Da Facebook, da Instagram e da Youtube, le foto e i video pubblicati da Lina Ben Mhenni ci conducono a Tunisi: si vedono striscioni appesi con scritte in arabo e il volto di Belaid; una corona di fiori e una bandiera tunisina forse lasciate fuori dalla casa del leader di opposizione.

Il giorno dopo, alle 13.31 un’altra foto. Un pezzo di cartone con dei fiori attorno e una candela accesa. Sopra c’è scritto: “Je suis de la race des guerriers. Ils peuvent me tuer mais ils ne me feront jamais taire. Je préfere mourir pour mes idées que de lassitude ou de vieillesse” (Io sono della razza guerriera. Loro possono uccidermi ma non mi faranno mai tacere. Preferisco morire per le mie idee ma non mi faranno mai tacere).

La frase è di Lounès Matoub, poeta, cantautore e attivista algerino ucciso nel ’98 da un commando armato di fondamentalisti. Il riferimento è chiaro, anche Chokri Belaid è considerato dalla sua gente un martire.

L’8 febbraio la blogger scrive su Twitter: “Les lacrymogènes au cimetière c est la meilleure” (I lacrimogeni al cimitero sono il massimo). E’ il giorno dei funerali di Belaid e dal tweet sappiamo prima che dei giornali che la polizia sta usando i lacrimogeni contro chi manifesta la sua rabbia.

La foto dei funerali si Chokri Belaid

Sempre dalla pagina Facebook di Lina Ben Melli (pagina che si chiama Tunisian girl) viene pubblicato un album di foto.  C’è traffico perché le strade sono piene di gente. Molti di loro hanno una pettorina bianca, la mezzaluna e la stella rosse sul cuore e la foto del loro compianto leader tra le mani. I volti sono seri, come sempre, ma costringono a una riflessione più profonda, hanno un “perché?”  stampato in fronte.

“L’avenue now” è il titolo di un’immagine sul profilo Instagram della blogger. Viale Bourguiba è fotografato in verticale . Agli alberi squadrati si alternano le colonne di persone. E’ il 9 Febbraio e le proteste non si placano.
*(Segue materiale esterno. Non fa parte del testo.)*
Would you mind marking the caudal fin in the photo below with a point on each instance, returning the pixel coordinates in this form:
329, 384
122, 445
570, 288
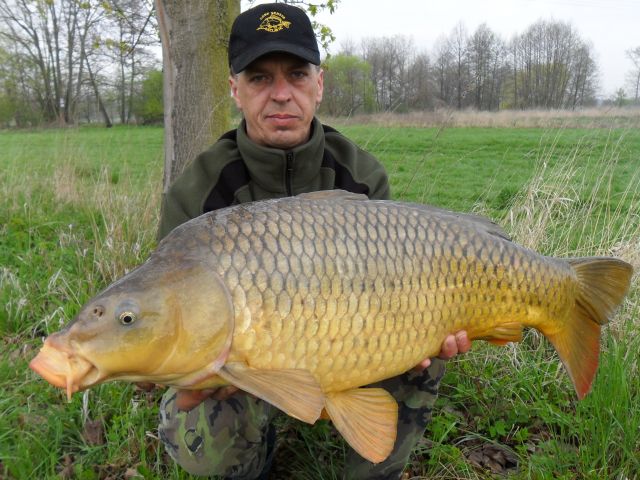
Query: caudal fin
603, 283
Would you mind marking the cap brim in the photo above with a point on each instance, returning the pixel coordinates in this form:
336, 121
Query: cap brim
243, 60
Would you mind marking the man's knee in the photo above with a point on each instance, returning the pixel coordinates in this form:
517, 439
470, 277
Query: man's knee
225, 438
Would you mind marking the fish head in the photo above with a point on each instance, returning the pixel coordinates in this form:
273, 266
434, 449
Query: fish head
170, 321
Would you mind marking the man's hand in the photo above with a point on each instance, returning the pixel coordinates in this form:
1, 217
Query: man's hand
452, 345
189, 399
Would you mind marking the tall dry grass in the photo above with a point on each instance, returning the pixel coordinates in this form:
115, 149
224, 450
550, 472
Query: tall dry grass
604, 117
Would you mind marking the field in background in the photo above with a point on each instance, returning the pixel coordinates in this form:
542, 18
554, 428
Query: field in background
78, 208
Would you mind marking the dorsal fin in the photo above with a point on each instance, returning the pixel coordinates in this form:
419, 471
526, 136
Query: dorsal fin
332, 195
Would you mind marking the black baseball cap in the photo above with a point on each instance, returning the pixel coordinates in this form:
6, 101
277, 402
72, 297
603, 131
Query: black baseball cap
271, 27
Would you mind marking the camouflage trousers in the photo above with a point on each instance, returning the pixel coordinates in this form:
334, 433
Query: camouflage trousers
234, 438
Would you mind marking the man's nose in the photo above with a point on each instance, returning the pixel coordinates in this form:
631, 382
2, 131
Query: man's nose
281, 89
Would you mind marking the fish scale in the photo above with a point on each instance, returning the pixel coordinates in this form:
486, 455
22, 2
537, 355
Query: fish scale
302, 301
392, 287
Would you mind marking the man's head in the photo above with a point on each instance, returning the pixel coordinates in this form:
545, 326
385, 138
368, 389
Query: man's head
275, 76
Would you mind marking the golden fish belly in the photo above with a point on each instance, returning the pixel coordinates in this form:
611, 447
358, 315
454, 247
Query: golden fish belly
364, 292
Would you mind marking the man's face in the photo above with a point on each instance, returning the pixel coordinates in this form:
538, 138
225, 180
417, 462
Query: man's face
278, 95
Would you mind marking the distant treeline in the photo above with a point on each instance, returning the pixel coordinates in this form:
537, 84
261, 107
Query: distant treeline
64, 62
547, 66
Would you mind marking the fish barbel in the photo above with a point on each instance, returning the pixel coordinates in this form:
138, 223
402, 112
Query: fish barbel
301, 301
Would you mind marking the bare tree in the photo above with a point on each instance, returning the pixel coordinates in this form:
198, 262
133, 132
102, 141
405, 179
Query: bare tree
46, 33
196, 91
486, 59
552, 67
633, 54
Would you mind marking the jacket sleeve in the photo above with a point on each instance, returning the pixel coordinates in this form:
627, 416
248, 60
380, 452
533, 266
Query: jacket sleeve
187, 194
363, 167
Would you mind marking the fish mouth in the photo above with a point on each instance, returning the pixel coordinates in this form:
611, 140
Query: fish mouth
64, 370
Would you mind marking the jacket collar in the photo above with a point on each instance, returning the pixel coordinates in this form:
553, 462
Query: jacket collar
268, 166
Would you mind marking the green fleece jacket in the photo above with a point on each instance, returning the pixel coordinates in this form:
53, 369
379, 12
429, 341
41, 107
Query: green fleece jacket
236, 170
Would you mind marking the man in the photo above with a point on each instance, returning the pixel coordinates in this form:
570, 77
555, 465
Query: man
280, 149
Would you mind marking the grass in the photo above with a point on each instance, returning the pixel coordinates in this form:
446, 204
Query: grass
79, 207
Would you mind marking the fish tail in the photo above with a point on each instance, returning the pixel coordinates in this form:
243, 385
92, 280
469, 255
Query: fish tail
603, 283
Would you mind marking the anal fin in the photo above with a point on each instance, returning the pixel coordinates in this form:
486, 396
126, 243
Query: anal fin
295, 392
368, 420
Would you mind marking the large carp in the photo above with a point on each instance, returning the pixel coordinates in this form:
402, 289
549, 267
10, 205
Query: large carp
301, 301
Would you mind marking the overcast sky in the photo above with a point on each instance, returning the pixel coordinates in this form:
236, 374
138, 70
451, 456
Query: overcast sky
612, 26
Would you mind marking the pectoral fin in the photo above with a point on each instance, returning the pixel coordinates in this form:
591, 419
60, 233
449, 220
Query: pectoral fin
295, 392
498, 335
368, 420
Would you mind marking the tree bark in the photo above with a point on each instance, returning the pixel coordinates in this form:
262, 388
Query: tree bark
194, 37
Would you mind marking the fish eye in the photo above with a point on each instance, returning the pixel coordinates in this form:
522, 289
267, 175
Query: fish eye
127, 318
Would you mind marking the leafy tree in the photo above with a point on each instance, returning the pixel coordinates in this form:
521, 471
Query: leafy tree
148, 107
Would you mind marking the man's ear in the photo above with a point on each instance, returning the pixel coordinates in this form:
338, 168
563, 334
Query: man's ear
233, 83
320, 86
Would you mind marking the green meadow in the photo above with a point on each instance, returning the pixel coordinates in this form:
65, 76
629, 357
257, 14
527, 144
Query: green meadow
79, 208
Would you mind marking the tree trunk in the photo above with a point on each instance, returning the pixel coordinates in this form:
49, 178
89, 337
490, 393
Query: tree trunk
194, 37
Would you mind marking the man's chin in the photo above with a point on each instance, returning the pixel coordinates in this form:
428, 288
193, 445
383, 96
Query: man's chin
285, 138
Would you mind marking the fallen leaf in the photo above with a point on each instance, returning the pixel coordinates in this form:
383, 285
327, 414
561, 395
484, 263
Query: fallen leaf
132, 473
93, 432
67, 468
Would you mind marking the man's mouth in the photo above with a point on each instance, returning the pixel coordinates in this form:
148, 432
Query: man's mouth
282, 116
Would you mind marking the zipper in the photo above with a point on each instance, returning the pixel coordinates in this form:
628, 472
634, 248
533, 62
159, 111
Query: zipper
289, 174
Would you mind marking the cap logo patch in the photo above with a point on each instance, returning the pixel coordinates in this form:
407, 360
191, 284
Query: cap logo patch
273, 22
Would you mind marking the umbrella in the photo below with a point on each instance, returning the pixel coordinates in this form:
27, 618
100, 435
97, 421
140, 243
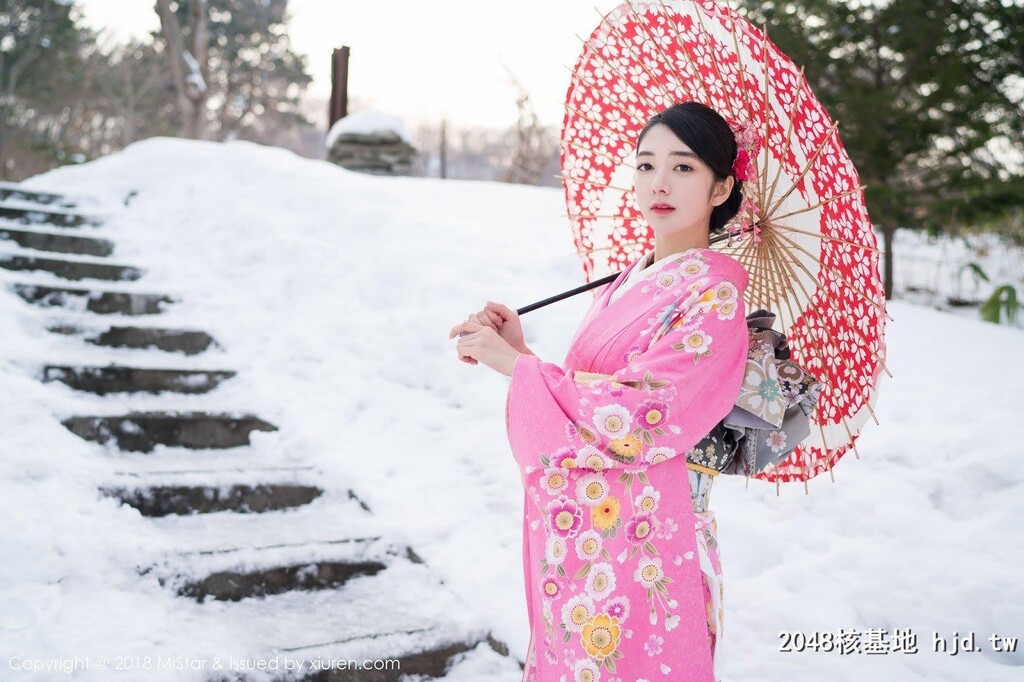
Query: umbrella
803, 232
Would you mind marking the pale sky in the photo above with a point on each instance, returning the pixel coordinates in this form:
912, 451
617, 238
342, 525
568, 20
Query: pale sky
423, 60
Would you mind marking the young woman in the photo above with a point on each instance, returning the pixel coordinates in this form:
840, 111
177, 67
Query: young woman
622, 565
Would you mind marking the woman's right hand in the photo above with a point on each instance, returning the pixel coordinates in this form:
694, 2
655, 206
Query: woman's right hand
504, 321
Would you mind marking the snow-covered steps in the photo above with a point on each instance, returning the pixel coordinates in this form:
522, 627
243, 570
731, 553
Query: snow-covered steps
140, 431
188, 342
103, 302
30, 215
166, 500
15, 193
239, 572
43, 241
401, 613
70, 269
117, 379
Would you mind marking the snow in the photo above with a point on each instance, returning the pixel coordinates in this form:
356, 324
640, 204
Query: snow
333, 293
367, 122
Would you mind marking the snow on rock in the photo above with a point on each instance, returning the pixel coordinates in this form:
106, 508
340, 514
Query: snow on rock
333, 294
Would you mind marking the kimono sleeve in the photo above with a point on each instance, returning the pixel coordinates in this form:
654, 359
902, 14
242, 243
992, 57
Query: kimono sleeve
659, 406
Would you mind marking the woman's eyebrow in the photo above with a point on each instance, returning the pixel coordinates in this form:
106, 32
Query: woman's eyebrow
671, 154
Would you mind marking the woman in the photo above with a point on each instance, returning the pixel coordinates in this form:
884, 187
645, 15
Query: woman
622, 566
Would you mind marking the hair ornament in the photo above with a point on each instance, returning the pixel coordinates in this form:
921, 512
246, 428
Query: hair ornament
748, 141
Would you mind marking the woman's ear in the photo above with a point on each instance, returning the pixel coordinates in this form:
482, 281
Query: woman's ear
722, 190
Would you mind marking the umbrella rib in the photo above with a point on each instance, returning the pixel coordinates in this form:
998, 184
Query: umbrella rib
643, 97
587, 182
626, 140
763, 177
807, 167
845, 279
775, 218
626, 111
714, 60
788, 138
830, 238
640, 59
613, 161
835, 307
776, 272
601, 215
682, 48
742, 71
668, 65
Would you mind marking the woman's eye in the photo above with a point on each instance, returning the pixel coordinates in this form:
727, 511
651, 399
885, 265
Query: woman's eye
683, 166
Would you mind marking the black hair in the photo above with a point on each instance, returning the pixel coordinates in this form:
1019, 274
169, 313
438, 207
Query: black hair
709, 135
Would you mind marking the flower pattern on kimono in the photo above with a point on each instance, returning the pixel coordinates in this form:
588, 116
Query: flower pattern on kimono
565, 516
653, 645
586, 671
612, 420
552, 587
600, 581
589, 545
555, 550
600, 636
577, 611
649, 572
555, 480
617, 607
651, 414
776, 440
655, 455
647, 501
639, 527
591, 489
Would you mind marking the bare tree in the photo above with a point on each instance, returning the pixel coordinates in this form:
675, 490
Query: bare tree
188, 67
529, 158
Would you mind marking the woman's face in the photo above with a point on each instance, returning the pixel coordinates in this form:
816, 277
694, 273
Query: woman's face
670, 174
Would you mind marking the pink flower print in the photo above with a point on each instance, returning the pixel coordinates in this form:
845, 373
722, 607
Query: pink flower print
639, 528
551, 587
776, 440
617, 608
564, 516
650, 414
653, 645
563, 459
666, 528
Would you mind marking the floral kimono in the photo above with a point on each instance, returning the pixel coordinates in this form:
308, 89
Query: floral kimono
611, 544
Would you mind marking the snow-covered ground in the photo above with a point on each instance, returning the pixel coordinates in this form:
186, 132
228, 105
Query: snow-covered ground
333, 294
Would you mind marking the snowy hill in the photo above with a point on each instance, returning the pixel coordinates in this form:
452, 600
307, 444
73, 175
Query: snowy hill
333, 293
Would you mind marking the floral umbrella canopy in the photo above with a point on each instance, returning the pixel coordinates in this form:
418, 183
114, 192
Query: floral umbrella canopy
803, 232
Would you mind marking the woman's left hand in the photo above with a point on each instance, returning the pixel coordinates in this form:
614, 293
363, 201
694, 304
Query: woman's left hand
482, 343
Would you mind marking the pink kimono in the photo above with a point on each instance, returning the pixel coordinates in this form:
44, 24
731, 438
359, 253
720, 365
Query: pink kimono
601, 444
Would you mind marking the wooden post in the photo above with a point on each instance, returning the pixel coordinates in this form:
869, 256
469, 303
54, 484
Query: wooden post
339, 86
443, 150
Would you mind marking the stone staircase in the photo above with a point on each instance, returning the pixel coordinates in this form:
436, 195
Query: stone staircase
305, 571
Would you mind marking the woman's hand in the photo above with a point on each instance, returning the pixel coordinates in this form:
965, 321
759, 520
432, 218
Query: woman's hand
482, 344
504, 321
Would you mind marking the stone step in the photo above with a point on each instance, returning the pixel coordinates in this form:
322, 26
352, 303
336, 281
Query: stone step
141, 431
169, 340
403, 612
35, 216
167, 500
86, 246
10, 192
257, 571
103, 302
70, 269
117, 379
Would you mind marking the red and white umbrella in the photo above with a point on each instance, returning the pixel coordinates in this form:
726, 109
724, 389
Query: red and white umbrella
803, 232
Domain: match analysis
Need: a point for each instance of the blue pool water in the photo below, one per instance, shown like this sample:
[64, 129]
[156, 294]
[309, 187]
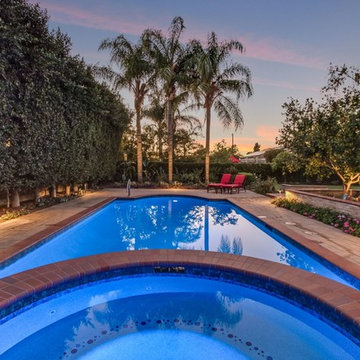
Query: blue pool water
[170, 223]
[170, 317]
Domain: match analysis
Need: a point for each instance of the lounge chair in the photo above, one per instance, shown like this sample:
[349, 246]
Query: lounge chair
[239, 183]
[225, 179]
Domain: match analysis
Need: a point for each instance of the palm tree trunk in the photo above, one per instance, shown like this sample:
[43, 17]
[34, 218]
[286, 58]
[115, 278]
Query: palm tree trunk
[15, 198]
[138, 144]
[170, 141]
[160, 147]
[207, 145]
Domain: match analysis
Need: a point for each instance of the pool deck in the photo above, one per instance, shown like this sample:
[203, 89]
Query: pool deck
[333, 299]
[21, 232]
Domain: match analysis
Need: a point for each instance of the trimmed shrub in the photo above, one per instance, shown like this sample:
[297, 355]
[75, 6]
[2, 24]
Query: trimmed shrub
[270, 185]
[345, 222]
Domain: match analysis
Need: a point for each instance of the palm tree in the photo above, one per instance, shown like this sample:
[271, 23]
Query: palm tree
[170, 57]
[216, 80]
[156, 113]
[135, 74]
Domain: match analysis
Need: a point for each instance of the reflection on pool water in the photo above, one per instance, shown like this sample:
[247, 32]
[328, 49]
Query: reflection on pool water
[169, 223]
[163, 317]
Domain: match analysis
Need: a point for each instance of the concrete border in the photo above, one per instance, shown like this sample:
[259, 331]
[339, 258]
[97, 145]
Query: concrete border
[17, 250]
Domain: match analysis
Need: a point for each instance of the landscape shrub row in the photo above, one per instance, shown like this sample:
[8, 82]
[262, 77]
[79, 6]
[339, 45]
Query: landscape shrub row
[345, 222]
[194, 173]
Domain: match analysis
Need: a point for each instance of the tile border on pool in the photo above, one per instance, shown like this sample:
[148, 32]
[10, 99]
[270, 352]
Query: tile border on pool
[332, 301]
[21, 248]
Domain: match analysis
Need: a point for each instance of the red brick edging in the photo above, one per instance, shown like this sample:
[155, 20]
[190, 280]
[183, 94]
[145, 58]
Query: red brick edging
[21, 289]
[17, 249]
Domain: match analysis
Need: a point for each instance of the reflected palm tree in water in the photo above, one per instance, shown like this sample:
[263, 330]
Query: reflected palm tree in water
[235, 248]
[165, 225]
[169, 223]
[216, 309]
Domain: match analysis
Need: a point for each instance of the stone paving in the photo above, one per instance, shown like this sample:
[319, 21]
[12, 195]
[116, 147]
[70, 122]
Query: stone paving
[346, 246]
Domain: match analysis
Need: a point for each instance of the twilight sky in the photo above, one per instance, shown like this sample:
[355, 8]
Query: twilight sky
[289, 44]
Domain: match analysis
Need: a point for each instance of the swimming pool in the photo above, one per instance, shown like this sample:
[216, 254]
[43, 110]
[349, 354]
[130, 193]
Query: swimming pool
[170, 317]
[178, 222]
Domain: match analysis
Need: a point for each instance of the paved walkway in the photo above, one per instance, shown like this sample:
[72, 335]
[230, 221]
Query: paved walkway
[14, 231]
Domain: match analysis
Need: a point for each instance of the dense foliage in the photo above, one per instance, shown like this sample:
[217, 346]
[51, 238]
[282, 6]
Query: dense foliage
[344, 222]
[57, 124]
[192, 172]
[326, 136]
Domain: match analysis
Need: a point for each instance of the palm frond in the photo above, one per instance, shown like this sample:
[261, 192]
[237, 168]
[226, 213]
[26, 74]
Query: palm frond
[228, 112]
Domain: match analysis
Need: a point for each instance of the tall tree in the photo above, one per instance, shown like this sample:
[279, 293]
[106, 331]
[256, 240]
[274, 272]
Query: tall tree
[171, 59]
[216, 80]
[326, 136]
[135, 73]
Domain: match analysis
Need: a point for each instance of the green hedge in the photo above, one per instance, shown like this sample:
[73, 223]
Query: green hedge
[191, 173]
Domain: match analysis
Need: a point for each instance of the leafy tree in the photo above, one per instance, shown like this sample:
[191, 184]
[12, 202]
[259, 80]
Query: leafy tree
[135, 73]
[56, 122]
[286, 162]
[256, 147]
[216, 80]
[271, 154]
[171, 59]
[326, 136]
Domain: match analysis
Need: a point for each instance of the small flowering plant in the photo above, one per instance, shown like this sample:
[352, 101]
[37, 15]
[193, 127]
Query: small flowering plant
[347, 223]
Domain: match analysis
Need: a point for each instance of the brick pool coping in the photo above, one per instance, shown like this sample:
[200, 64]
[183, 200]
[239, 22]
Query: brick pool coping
[333, 301]
[15, 251]
[29, 284]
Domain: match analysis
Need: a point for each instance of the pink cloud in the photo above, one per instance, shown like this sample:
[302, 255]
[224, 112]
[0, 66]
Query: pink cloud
[267, 133]
[284, 84]
[270, 49]
[76, 16]
[244, 143]
[267, 49]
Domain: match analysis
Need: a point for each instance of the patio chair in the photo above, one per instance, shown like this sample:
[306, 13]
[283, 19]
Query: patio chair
[239, 183]
[225, 179]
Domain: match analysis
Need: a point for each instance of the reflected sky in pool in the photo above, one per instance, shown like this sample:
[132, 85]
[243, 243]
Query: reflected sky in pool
[162, 317]
[168, 223]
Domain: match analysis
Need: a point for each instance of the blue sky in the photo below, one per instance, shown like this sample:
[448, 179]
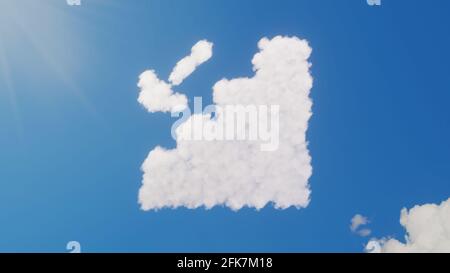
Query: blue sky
[73, 136]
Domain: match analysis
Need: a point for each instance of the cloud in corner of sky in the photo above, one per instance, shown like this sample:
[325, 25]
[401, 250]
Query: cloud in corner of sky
[200, 53]
[157, 95]
[236, 173]
[427, 230]
[358, 221]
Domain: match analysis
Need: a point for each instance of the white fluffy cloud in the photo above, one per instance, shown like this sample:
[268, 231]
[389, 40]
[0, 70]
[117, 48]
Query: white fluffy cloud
[427, 230]
[237, 173]
[200, 53]
[157, 95]
[356, 222]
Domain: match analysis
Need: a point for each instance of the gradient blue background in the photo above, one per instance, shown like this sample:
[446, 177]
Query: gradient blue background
[73, 137]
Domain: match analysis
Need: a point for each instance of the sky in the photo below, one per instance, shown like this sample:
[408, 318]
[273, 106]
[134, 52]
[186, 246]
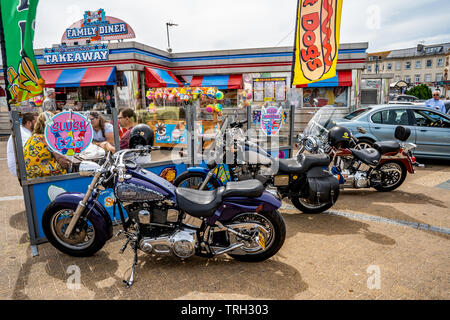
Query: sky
[235, 24]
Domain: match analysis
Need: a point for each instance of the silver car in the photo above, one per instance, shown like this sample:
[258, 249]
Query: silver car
[430, 129]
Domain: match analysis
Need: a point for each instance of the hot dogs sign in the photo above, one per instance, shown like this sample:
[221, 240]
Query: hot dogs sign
[316, 40]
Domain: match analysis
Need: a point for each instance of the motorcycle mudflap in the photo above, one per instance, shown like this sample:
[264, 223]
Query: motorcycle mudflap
[321, 184]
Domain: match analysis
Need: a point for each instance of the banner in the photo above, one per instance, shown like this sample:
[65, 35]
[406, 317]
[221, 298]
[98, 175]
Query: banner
[22, 73]
[316, 40]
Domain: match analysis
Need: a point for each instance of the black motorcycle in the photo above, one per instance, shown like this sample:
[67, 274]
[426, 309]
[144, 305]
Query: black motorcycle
[305, 182]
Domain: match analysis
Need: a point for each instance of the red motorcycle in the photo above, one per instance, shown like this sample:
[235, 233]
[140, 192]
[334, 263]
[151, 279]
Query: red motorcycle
[383, 167]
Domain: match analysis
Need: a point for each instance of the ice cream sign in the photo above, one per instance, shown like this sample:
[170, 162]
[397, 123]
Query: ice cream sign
[96, 26]
[68, 133]
[271, 120]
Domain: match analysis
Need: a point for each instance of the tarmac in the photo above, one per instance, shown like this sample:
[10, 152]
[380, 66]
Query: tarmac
[370, 245]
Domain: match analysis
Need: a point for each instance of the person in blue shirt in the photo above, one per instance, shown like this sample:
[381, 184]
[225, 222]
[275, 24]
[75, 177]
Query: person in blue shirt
[436, 103]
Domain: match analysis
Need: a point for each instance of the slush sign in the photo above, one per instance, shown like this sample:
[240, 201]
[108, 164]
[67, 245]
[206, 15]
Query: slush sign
[76, 54]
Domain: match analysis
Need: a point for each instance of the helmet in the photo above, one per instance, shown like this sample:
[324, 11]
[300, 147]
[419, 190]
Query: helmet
[141, 135]
[339, 137]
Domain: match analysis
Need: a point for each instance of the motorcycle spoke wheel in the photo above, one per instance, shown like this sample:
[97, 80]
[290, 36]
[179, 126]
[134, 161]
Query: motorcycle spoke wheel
[82, 236]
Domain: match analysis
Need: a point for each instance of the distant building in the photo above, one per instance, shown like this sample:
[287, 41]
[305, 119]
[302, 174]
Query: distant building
[423, 64]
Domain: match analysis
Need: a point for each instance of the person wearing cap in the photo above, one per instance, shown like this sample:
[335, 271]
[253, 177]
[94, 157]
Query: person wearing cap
[436, 103]
[49, 102]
Lina Ben Mhenni è molto considerata. Anche l’ anchorman di France 24, François Picard, non appena appresa la notizia dell’uccisione del leader tunisino, chieda proprio a lei: “Wed #F24Debate Who’s to blame for assassination of #Tunisiaopposition leader #Belaid?” (C’è un colpevole per l’assassinio del leader di opposizione tunisino Belaid?)

In un tweet di mercoledì mattina di Nawaat (nawaat.org) – che in arabo significa “il nucleo” ed è il nome di un blog corale tunisino che fu censurato dal 2004 al 2011 e poi riaprì con la caduta di Ben Ali – si legge: “Chokri #Belaid leader of leftists Popular Front shot in front of his home becomes 1st politician killed in post-revolution #Tunisia” (Chokri Belaid leader della fazione più a sinistra del Fronte popolare. Gli hanno sparato davanti a casa sua. E’ il primo politico ucciso nella Tunisia post-rivoluzionaria)

Tutti in piazza i sostenitori di Belaid ritratti nelle foto del blog. Ci sono anche le lacrime di una donna. Un uomo di spalle la consola con una carezza. L’articolo, in francese, riporta le parole della folla: “Dimissioni, dimissioni” gridano assembrati sotto il Ministero dell’interno. Qualcuno canta l’inno nazionale, scrive ancora  Nawaat.

Tutte le foto, bellissime, vengono pubblicate poco dopo dal blog e girate su Twitter. Uomini, donne, giovani, anziani, ma soprattutto gli scontri, le botte, le barricate, i roghi: la polizia picchia alcuni manifestanti, cassonetti e panchine in fiamme, i fumi che si alzano tra i palazzi di Viale Bourguiba, i blindati passeggiano tra le rovine lasciate dai manifestanti.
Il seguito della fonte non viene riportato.